Edited by Vanessa Kintu

18:51, 24 January 2022

Widescreen Abstract financial graph with uptrend line and bar chart of stock market on blue color background
Intuit (INTU) stock forecast: Will the rally continue post-Covid? – Photo: Shutterstock

The Covid-19 pandemic fuelled demand for business and finance software solutions. Intuit (INTU) was boosted by the technology rally.

While some of Intuit’s software catering to tax solutions continues to attract customers, its cloud-based subscription model could help the company generate stable revenue over the long-term.

Let’s look at Intuit share price forecast for 2022 and beyond.

What is Intuit?

With a range of trademarked products that includes QuickBooks, QB, TurboTax, ProConnect and Mint, Intuit is a global technology platform that focuses on offering business and financial software and services. 

Founded in 1983 in Palo Alto, California, Intuit has 20 offices in nine countries with 14,200 employees. The software provider boasted $9.6bn in revenue in 2021, and an impressive Intuit stock performance. 

Intuit was reincorporated in Delaware on 12 March 1993, the day it went public. Intuit is listed on the NASDAQ-GS under the ticker INTU. Shares were trading around $528.55, at the time of writing (24 January 2022), giving the company a market cap of $149.66bn.

INTU stock price chart

Intuit (INTU) headlines

Intuit stock news has been revolving around TurboTax. Intuit’s TurboTax offers income tax preparation products and services. After entering into a multi-year strategic partnership with the Toronto Raptors on 4 October 2021, the NBA team named Intuit TurboTax as its exclusive personal and business tax software. 

But recent news is weighing on investor sentiments. The US Federal Trade Commission (FTC) reported that it’s staying the course with its fraud investigation into TurboTax, even though the Supreme Court reeled in the agency’s powers to hand down penalties in consumer fraud cases. Despite the investigation being ongoing since 2020, several businesses continue to use the software. 

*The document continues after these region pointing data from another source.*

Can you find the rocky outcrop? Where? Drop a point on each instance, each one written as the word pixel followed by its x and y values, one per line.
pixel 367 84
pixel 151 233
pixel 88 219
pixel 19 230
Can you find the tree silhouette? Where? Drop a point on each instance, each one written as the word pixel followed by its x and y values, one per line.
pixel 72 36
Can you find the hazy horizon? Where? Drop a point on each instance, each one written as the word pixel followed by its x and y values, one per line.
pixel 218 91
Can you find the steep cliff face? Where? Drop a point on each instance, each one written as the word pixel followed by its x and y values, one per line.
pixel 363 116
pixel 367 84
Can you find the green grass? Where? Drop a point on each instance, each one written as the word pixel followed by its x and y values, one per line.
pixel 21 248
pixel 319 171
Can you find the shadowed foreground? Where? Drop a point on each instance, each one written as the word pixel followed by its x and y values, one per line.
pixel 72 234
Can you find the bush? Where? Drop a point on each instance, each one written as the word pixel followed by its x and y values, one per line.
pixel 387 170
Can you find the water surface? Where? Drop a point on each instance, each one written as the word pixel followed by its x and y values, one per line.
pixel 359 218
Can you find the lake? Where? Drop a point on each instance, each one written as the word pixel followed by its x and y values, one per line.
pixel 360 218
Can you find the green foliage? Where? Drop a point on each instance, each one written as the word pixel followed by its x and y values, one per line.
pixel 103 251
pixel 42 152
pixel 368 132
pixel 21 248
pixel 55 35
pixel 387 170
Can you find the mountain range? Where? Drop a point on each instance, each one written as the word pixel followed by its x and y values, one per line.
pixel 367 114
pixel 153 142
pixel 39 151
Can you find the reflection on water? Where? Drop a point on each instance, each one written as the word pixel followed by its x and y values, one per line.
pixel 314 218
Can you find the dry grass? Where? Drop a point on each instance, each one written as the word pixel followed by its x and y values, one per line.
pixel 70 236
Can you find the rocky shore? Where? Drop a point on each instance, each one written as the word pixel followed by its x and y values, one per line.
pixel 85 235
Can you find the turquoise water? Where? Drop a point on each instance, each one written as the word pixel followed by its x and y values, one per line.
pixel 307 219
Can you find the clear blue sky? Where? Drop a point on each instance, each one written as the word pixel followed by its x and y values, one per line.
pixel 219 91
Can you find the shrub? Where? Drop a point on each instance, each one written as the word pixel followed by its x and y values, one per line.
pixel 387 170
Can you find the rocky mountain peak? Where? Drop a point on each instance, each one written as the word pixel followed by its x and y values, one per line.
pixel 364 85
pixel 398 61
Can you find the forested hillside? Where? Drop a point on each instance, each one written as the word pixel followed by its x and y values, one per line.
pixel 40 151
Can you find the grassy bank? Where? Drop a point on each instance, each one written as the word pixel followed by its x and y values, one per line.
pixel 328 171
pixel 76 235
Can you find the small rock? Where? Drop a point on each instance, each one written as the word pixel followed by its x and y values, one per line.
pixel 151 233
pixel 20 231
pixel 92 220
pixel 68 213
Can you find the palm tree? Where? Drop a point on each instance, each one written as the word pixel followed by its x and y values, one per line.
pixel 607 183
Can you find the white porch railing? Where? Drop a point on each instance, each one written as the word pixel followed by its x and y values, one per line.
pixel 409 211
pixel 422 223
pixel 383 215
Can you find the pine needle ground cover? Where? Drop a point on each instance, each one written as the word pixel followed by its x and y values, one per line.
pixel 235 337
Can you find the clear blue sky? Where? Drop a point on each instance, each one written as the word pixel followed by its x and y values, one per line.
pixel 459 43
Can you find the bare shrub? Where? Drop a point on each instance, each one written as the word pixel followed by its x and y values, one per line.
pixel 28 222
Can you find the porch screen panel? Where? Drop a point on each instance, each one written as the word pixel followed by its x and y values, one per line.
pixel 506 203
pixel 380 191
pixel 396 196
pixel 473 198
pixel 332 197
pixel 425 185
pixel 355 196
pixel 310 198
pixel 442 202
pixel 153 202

In November last year, Intuit teamed up with the Georgia Restaurant Association to support small business growth and grant $100,000 to restaurants in the Atlanta metro area. Before that, INTU announced that it would be helping 1 million US small businesses cut their carbon emissions in half by 2030.

November 2021 was a busy month for the company, after Intuit closed the acquisition of Mailchimp for approximately $5.7bn in cash, 10.1 million shares of Intuit common stock with a fair value of approximately $6.3bn ($625.99 a share), and 573,000 restricted stock units.

This month, Intuit’s Mint launched a new feature to help customers negotiate bills and curb monthly spending after partnering with ApexEdge’s Billshark. With the new feature, Mint can now suggest areas where users could save on monthly payments. Users can then connect with Billshark to negotiate rates on their behalf.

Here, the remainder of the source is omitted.